Paloma Duong, Assistant Professor of Latin American Studies
How do Cuban culture and media register the defining aspects of its transformation at the turn of the 21st century: the expansion of transnational capitalist markets, the proliferation of digital media, and the simultaneous reorganization of its official state ideology and its social imaginaries? This talk will explore competing narratives about Cuba’s postsocialist moment across a range of cultural and media practices—from music to memes—inviting us to consider whether we can continue to frame Cuba as a regional exception.

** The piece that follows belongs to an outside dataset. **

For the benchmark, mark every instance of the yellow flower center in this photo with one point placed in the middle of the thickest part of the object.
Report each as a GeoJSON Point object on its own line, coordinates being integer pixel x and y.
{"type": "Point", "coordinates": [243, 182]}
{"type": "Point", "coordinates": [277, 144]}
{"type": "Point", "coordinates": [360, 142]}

We will also examine how revisiting our assumptions about digital media and cultural agency, both in Cuba and in the broader hemispheric context, can speak to the dreams and demands of constituencies that operate between, beneath, and beyond the pressures of global markets and the nation-state.
Paloma Duong is Assistant Professor of Latin American Studies at MIT. At the intersection of cultural studies, media theory, and political philosophy, Paloma researches and teaches modern and contemporary Latin American culture. She works with social texts and emergent media cultures that speak to the exercise of cultural agencies and the formation of political subjectivity. She is currently writing Portable Postsocialisms: Culture and Media in 21st century Cuba, a book-length study of Cuba’s changing mediascape and an inquiry on the postsocialist condition and its contexts. Her articles have been published in the Journal of Latin American Cultural Studies, Art Margins, and Cuban Counterpoints: Public Scholarship about a Changing Cuba.